“It’s long hours and long days, but it’s fun. It’s my favourite time of year,” says LaToya Phillips, speaking about the harvest season at Countryside Cannabis. As site lead, Phillips overseas the hundred-acre farm in St. Thomas, Ontario, where Countryside grows exclusively outdoors.
Harvest season takes place in the beginning of October, but it’s the culmination of year-round work that sees Phillips coaxing her seedlings through to their veg phase, then cloning, then getting their roots strong and established. She started last October with 22 small veg plants; by March, she had about 1,200 mother plants.
ABOUT THE LOCATION
St. Thomas is located in Southwestern Ontario in Elgin County. Countryside Cannabis’ farm is on an 100-acre property.
The planting season takes place from the May long weekend, when the young plants start getting acclimatized, to mid-June, when the last ones get put in the ground. June 2022, it took nine people and a tractor eight days to get 42,000 plants into the ground.

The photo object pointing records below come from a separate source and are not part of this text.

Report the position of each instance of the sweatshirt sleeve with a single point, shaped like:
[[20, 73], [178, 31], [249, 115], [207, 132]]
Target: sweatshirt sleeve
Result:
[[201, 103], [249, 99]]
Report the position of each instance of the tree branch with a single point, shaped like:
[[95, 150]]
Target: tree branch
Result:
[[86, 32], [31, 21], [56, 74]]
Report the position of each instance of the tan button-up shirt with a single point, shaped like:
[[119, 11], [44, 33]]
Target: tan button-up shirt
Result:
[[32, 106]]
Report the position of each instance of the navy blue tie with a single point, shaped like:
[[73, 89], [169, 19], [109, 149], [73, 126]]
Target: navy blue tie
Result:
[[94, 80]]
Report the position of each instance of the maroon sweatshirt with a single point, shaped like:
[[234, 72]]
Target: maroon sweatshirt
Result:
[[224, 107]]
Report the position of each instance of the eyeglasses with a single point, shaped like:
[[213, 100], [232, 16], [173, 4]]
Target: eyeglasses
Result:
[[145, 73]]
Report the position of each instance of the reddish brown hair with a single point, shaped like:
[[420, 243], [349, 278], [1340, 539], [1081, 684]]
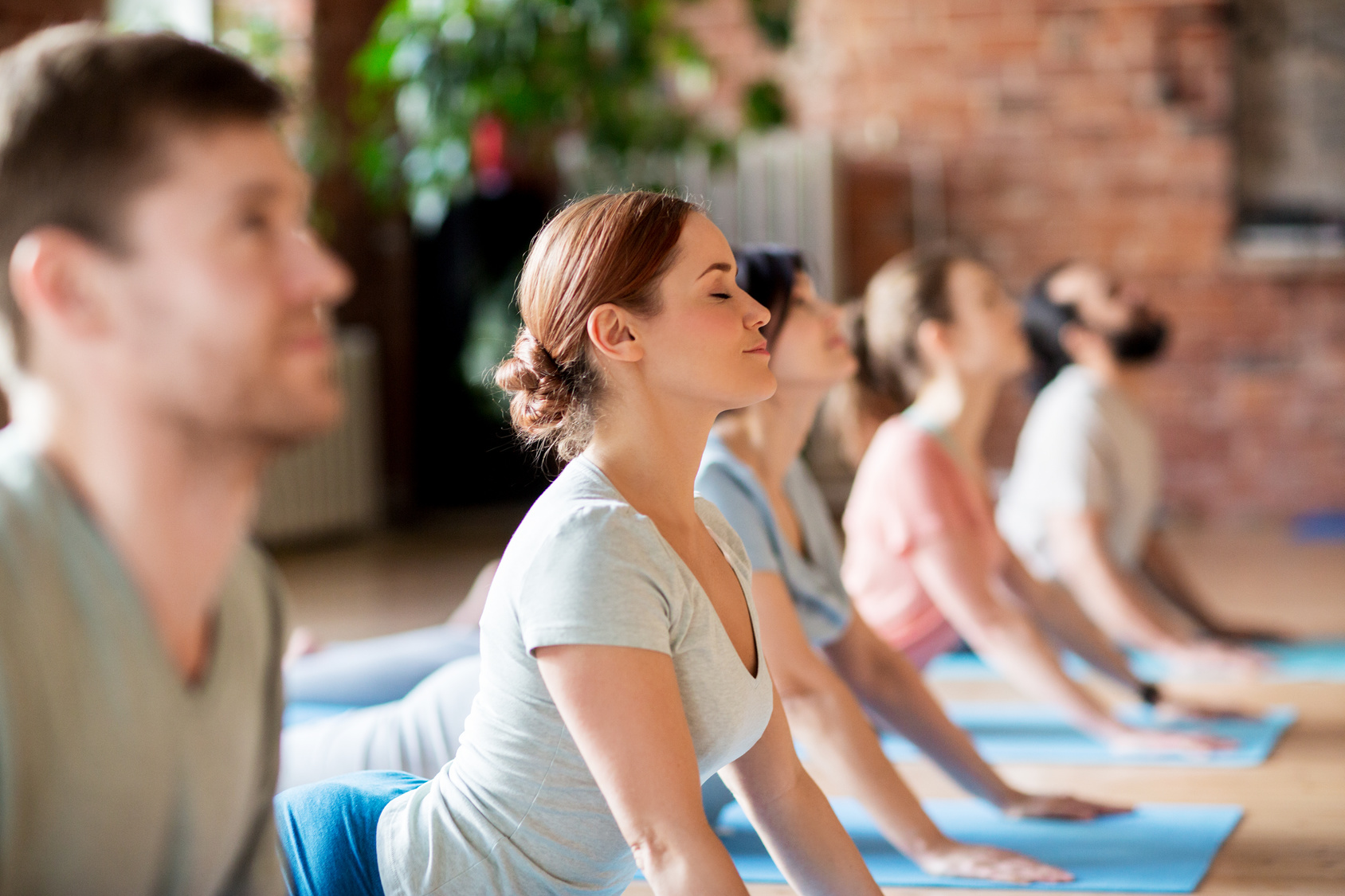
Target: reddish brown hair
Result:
[[606, 249]]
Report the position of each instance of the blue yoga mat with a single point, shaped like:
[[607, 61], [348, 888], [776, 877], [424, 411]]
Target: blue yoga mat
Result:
[[299, 712], [1155, 849], [1302, 661], [1327, 525], [1038, 734]]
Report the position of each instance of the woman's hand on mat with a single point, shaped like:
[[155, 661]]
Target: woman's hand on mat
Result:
[[1147, 740], [1171, 710], [1063, 808], [1214, 658], [970, 860]]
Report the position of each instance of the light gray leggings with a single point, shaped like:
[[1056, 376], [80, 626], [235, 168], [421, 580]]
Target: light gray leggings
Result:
[[418, 734]]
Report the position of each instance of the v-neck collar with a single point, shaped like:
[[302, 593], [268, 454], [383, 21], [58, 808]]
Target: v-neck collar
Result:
[[744, 584]]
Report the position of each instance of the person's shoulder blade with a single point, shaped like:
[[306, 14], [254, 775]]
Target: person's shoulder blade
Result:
[[598, 575]]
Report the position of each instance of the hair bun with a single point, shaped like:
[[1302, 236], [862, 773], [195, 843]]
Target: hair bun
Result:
[[541, 392]]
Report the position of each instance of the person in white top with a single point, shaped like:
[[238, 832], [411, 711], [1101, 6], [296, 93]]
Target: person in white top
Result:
[[621, 651], [1080, 505], [164, 330]]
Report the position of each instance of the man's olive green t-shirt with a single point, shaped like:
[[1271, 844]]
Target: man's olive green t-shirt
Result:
[[116, 777]]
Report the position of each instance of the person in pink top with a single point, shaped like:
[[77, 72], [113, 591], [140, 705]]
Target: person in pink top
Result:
[[924, 564]]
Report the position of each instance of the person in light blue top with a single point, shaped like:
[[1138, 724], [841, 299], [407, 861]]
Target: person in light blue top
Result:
[[827, 663], [813, 575]]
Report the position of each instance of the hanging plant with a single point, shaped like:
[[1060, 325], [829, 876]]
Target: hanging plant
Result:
[[600, 72], [775, 21]]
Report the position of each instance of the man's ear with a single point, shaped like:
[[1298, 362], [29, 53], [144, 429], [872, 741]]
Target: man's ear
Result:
[[51, 276], [614, 335]]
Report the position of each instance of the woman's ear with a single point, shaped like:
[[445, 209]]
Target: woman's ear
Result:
[[1079, 342], [614, 334], [932, 342]]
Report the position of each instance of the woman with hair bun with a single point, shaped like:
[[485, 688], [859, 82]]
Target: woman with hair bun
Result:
[[621, 657], [936, 339], [827, 663]]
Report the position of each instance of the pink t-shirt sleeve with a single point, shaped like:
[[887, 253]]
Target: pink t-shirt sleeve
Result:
[[919, 495], [908, 493]]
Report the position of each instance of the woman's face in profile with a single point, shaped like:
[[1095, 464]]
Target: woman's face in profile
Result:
[[809, 350], [986, 334], [705, 345]]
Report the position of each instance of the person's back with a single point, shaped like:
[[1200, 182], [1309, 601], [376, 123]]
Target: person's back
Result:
[[108, 761], [1083, 447], [584, 565], [163, 334], [908, 493]]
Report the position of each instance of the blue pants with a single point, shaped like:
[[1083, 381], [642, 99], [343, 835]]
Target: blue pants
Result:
[[330, 831]]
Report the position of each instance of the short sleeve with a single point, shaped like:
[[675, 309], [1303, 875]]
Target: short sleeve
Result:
[[1069, 474], [744, 515], [603, 576], [922, 491]]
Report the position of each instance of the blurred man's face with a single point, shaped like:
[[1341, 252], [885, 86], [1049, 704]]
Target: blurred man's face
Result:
[[1112, 310], [1104, 304], [221, 315]]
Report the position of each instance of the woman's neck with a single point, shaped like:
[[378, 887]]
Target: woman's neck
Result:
[[651, 451], [770, 436], [962, 406]]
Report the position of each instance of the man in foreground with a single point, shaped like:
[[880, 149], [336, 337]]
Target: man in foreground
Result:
[[166, 316]]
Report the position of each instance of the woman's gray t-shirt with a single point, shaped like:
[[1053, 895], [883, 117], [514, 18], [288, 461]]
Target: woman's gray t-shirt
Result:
[[517, 810], [814, 581]]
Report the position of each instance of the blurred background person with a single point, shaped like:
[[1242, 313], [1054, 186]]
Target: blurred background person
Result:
[[621, 634], [1081, 502], [166, 324], [939, 337], [827, 663]]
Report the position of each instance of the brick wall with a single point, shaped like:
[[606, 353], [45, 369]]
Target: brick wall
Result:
[[1096, 130], [19, 18]]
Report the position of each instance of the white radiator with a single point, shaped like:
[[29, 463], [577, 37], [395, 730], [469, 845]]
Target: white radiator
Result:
[[332, 484]]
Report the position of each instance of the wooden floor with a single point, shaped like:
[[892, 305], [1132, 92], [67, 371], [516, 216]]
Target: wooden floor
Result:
[[1292, 841]]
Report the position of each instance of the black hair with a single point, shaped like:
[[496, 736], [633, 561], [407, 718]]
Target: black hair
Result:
[[1043, 319], [767, 273]]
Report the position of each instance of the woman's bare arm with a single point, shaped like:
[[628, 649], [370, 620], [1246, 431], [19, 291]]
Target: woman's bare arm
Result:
[[623, 708], [955, 577], [793, 817], [1120, 605], [826, 716], [891, 687]]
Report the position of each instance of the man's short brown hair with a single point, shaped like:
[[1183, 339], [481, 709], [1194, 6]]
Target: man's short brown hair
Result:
[[84, 120]]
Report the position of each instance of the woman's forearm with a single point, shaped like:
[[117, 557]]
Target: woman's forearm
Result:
[[838, 738], [805, 837], [1017, 651], [686, 864], [1071, 626], [892, 688]]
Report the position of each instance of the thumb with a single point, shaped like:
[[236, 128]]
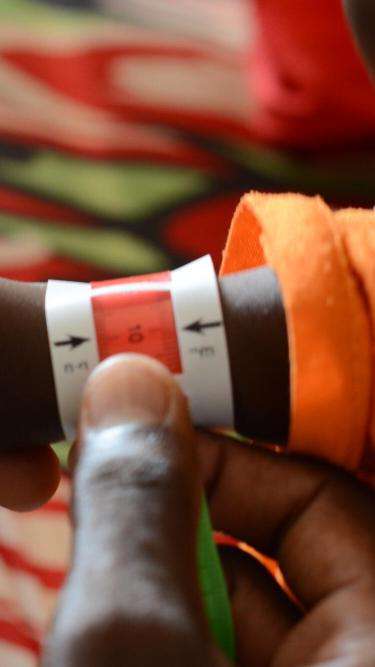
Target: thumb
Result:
[[132, 596]]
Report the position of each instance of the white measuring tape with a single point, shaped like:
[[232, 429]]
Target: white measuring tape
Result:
[[175, 317]]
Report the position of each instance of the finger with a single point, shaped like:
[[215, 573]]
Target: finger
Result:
[[263, 615], [316, 520], [132, 596], [28, 477]]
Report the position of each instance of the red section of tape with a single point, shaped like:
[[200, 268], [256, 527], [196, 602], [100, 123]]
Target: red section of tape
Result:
[[140, 321]]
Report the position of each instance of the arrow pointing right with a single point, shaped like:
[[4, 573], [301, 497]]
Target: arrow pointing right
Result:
[[73, 341]]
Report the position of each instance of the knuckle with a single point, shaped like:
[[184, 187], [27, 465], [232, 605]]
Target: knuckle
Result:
[[145, 458]]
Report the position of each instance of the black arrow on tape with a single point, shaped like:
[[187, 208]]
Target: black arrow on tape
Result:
[[73, 341], [199, 327]]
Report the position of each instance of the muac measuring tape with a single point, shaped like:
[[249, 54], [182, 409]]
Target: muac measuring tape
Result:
[[175, 317]]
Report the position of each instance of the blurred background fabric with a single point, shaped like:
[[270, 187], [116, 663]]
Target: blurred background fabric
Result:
[[127, 137]]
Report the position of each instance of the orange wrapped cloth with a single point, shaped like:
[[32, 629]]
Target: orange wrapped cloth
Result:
[[325, 263]]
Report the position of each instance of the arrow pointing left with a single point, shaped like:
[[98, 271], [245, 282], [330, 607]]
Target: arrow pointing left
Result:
[[73, 341]]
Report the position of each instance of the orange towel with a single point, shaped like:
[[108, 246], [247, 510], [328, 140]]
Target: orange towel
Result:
[[325, 264]]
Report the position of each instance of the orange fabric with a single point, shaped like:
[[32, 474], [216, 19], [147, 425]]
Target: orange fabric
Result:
[[357, 228], [326, 280]]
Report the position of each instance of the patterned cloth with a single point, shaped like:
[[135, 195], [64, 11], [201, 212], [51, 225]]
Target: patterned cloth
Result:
[[125, 143]]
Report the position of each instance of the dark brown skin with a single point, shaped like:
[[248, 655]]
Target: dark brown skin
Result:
[[254, 319], [132, 596]]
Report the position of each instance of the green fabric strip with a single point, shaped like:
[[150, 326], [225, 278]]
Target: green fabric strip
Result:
[[214, 587]]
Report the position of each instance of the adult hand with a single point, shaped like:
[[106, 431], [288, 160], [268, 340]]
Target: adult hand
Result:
[[132, 596]]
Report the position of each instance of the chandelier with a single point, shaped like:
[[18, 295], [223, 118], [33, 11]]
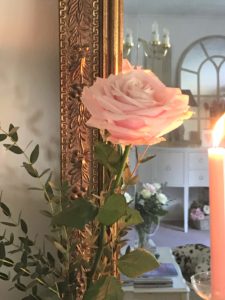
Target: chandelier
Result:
[[155, 48]]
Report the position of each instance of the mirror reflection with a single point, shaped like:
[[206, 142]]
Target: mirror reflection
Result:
[[183, 44]]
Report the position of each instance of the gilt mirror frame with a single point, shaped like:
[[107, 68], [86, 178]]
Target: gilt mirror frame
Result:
[[90, 47]]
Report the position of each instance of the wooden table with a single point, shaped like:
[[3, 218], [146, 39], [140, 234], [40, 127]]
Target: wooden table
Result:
[[179, 290]]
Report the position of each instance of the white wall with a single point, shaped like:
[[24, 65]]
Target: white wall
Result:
[[29, 98], [184, 30]]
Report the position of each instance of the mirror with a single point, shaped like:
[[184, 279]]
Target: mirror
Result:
[[181, 162]]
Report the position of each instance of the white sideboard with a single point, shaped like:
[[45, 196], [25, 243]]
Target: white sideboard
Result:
[[178, 167]]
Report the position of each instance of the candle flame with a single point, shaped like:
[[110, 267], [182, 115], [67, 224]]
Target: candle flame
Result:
[[218, 131]]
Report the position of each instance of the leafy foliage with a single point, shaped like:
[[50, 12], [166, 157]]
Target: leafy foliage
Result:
[[58, 272]]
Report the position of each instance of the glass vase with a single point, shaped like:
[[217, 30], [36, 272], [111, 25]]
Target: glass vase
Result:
[[145, 234]]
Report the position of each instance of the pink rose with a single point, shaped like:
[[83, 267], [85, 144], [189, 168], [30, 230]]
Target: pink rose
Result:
[[126, 66], [135, 107]]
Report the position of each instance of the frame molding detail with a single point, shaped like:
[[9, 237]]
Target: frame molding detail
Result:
[[90, 46]]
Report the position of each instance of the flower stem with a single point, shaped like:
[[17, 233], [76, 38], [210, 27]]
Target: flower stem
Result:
[[123, 164], [103, 227]]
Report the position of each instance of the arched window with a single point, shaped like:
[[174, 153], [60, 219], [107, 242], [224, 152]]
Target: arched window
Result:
[[201, 69]]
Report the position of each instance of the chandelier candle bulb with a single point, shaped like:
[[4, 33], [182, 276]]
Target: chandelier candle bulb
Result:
[[216, 157], [155, 32]]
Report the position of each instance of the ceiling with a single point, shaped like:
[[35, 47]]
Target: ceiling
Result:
[[176, 7]]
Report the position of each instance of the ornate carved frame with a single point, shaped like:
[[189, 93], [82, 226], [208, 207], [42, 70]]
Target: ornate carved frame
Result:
[[90, 46]]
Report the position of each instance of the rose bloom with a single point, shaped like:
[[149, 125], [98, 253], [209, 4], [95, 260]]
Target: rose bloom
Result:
[[150, 187], [128, 197], [135, 107]]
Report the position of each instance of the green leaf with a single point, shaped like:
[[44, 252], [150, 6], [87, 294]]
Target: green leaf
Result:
[[13, 148], [106, 288], [13, 132], [60, 247], [23, 225], [137, 262], [5, 209], [24, 258], [113, 209], [77, 215], [35, 189], [20, 286], [34, 154], [2, 137], [133, 217], [4, 276], [107, 155], [30, 169], [51, 260]]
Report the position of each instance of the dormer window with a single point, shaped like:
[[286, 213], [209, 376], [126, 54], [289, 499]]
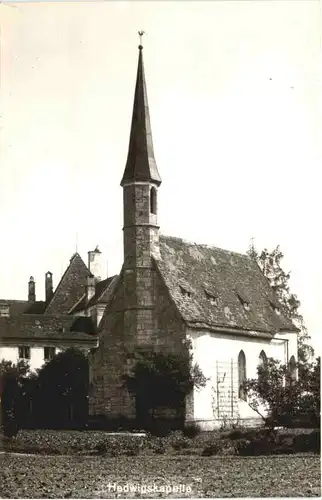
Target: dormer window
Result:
[[244, 301], [275, 307], [4, 310], [212, 298], [153, 200], [185, 292]]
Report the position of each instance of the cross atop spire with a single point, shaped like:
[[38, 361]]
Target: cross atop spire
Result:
[[141, 165], [141, 33]]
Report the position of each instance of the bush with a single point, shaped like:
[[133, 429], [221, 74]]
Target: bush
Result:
[[191, 430], [157, 445], [307, 442], [210, 450], [178, 441]]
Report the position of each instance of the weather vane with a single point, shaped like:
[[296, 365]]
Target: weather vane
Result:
[[141, 33]]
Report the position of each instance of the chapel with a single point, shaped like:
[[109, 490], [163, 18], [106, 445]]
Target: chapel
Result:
[[170, 290]]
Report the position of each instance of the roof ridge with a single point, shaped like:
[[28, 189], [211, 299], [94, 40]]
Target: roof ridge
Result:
[[76, 254], [111, 278], [203, 245]]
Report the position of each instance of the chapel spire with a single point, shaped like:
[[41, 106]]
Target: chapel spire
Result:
[[141, 165]]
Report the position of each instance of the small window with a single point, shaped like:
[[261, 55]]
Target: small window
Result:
[[49, 353], [292, 368], [185, 292], [153, 200], [213, 299], [241, 375], [243, 299], [243, 302], [24, 352]]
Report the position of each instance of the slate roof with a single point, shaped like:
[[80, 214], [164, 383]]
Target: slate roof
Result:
[[196, 273], [141, 165], [101, 295], [33, 327], [71, 287]]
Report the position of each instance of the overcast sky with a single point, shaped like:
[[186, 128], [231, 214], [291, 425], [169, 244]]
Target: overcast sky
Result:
[[234, 93]]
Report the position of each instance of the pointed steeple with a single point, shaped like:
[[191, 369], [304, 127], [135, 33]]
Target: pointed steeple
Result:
[[141, 165]]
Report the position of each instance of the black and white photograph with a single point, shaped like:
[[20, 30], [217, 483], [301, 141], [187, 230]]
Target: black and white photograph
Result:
[[160, 256]]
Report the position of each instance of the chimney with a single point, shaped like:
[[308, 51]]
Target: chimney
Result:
[[48, 286], [95, 263], [31, 290], [89, 288]]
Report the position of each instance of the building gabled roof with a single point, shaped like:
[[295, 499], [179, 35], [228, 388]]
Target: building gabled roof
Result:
[[141, 165], [101, 288], [191, 271], [70, 288], [34, 327]]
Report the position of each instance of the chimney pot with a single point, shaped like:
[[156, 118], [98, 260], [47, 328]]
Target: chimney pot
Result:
[[48, 286], [95, 263], [31, 290]]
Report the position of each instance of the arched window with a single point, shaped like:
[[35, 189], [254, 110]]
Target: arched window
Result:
[[292, 368], [241, 375], [153, 200], [262, 359]]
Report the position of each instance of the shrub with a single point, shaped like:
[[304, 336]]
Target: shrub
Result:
[[307, 442], [158, 446], [191, 430], [210, 450]]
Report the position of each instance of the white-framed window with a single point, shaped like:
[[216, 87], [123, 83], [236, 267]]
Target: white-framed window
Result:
[[262, 360], [24, 352], [49, 352], [153, 200], [292, 368], [241, 375]]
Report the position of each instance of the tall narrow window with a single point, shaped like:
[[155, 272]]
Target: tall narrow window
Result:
[[292, 368], [153, 200], [24, 352], [262, 359], [241, 375]]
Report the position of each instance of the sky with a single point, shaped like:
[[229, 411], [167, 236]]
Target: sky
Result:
[[234, 91]]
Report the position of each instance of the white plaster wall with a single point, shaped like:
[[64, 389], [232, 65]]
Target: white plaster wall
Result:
[[36, 355], [9, 354], [209, 347]]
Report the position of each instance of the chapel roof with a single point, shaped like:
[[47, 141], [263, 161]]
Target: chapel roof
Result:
[[216, 288], [101, 291], [71, 287]]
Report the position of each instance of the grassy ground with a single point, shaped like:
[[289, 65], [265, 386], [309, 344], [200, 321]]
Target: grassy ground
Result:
[[193, 476]]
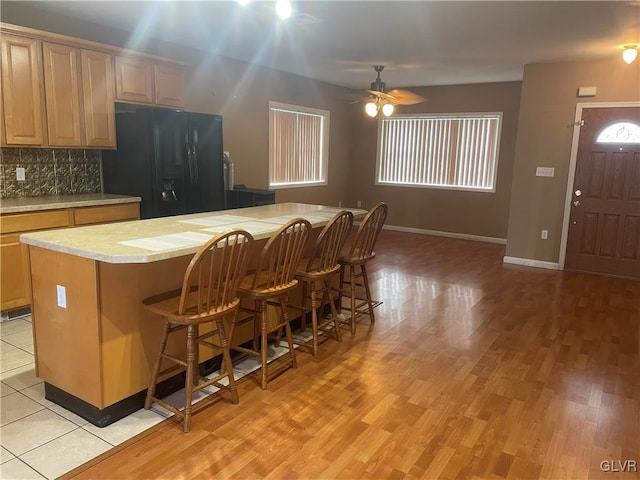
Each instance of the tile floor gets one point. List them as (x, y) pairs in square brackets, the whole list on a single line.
[(39, 439)]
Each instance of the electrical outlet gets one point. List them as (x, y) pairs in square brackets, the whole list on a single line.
[(545, 172), (61, 294)]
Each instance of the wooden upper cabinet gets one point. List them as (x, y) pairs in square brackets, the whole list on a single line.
[(98, 99), (22, 95), (62, 87), (169, 84), (134, 80)]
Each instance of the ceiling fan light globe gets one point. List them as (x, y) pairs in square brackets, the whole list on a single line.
[(629, 54), (371, 109)]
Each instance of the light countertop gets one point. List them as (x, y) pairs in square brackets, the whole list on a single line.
[(52, 202), (144, 241)]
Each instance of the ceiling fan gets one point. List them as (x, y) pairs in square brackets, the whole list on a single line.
[(382, 101)]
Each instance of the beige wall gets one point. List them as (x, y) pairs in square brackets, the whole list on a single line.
[(547, 108), (474, 213), (241, 94)]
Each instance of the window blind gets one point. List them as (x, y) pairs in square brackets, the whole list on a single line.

This is Phillips’s first year running the show, from seed to plant, though she’s been part of every Countryside harvest since its first in 2020.
According to Abi Roach, Countryside’s lead on marketing and merchandising, at the moment the company primarily sells pre-rolls, some of which are infused with live resin, along with vape cartridges and a small selection of flower. “Our three key values are being true to flower and being closest to nature, providing a relaxing, ready-to-use experience and always delivering a great value,” says Roach.
Customers can find Countryside Cannabis products on OCS.ca or in select Authorized Cannabis Stores. Countryside’s 10th Planet, Strawberry OG and Grape Diamonds pre-rolls offer 19% to 26% THC, and they only go up from there, with the most potent live resin–infused pre-roll, the Peach Crescendo, staking a claim in the 35% to 43% THC range. Across Ontario and Canada, the OCS carries the largest number of Countryside products. “Our main focus is Ontario. It’s our home province and we want to support it by making sure we employ people and grow the company within Ontario,” says Roach.
Back in the field, Phillips dotes on the plants while they mature, checking them for pests and tracking their growth. The outdoor element introduces unpredictability and risk to growing. Last year, she treated a spider mite infestation with beneficial predators — good bugs that eat the bad bugs. This year has been infestation-free, but an early season drought followed by a deluge of rain caused many plants to perish.
Though there are risks to outdoor growing, there are also significant rewards. Compared to indoor-grown cannabis, Phillips has noted that the ones planted outdoors on the farm are significantly larger and darker in colour. According to Phillips they also tend to have more — and larger — trichomes, which are the origin of Countryside’s live resin products. Phillips has also noticed pink hairs on the buds, thought in the cannabis community to be a chemical reaction triggered by outdoor factors like sun and temperature variation.
Unlike indoors, where lights can be flipped to start the flowering phase overnight, Phillips says growing cannabis outdoors is a slower, more gradual process. To keep track of the plants’ progress and correctly time the harvest, she takes photos of the plants every week. “You can really see a difference in the development of the plants [from week to week],” she says.
Phillips began her outdoor growing adventure by learning as much as she could from expert cannabis growers as well as local farmers well acquainted with the southern Ontario region’s soil, sun and precipitation, among other environmental factors. Under her leadership, Countryside is marrying some of the must-haves of cannabis growing — testing, tissue culture and cloning — with the low-tech world of organic outdoor farming.
Phillips may be relatively new to growing, but she’s an experienced operations professional, the kind who gets brought in to revise and tighten up processes to improve the consistency and standardization of an operation. Combined with her burgeoning fondness for farming, she was an obvious choice to lead the Countryside site.
“Cutting down the plants might feel a little more emotional this year, just because I’ve been with the plants since they were clones. Seeing them get cut down might be a little more devastating,” she says. That is, until next season, when the process starts all over again.